The Portuguese Communist Youth ( or ) is the youth organization of the Portuguese Communist Party, and was founded on 10 November 1979, after the unification of the Young Communist League and the Communist Students League.

The JCP has a political relationship with the Portuguese Communist Party; however, it is an independent organization. The headquarters of the JCP are located in Lisbon.

The JCP is a member of the World Federation of Democratic Youth (WFDY), a non-governmental youth organization that congregates several left-wing youth organizations from all continents. The WFDY holds an international event, named the World Festival of Youth and Students, in which the Portuguese Communist Youth participates. JCP has held the presidency of the World Federation of Democratic Youth in the past and maintains an active role in the Federation.
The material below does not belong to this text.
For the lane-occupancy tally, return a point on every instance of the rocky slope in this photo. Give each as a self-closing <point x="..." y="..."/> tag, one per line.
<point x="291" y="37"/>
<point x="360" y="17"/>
Composed of students and working-class youth, the JCP's main political concerns and interventions are on the subject of the promotion of a free and public education in all degrees, employment, access to sports and culture, peace, and housing.

JCP also promotes international brigades for countries like Cuba, Palestine, and Venezuela, both alone and with other European communist youth organizations like KNE and SDAJ.

Structure

The main organ of the JCP is the congress, a political convention that is held each three years. In the congress, the organization defines its political strategies and elects a new National Committee.

Between the congresses, the main organ is the National Committee, which assures that the political guidelines are being implemented, schedules and carries out the national activities of the JCP, manages the property and funds, and also assures the JCP's international relations.

Each member of the JCP belongs to a local group, in his or her school, town, or work place. These groups belong to a regional organization, usually at district level. The regional organization holds regional activities, and is managed by a regional committee.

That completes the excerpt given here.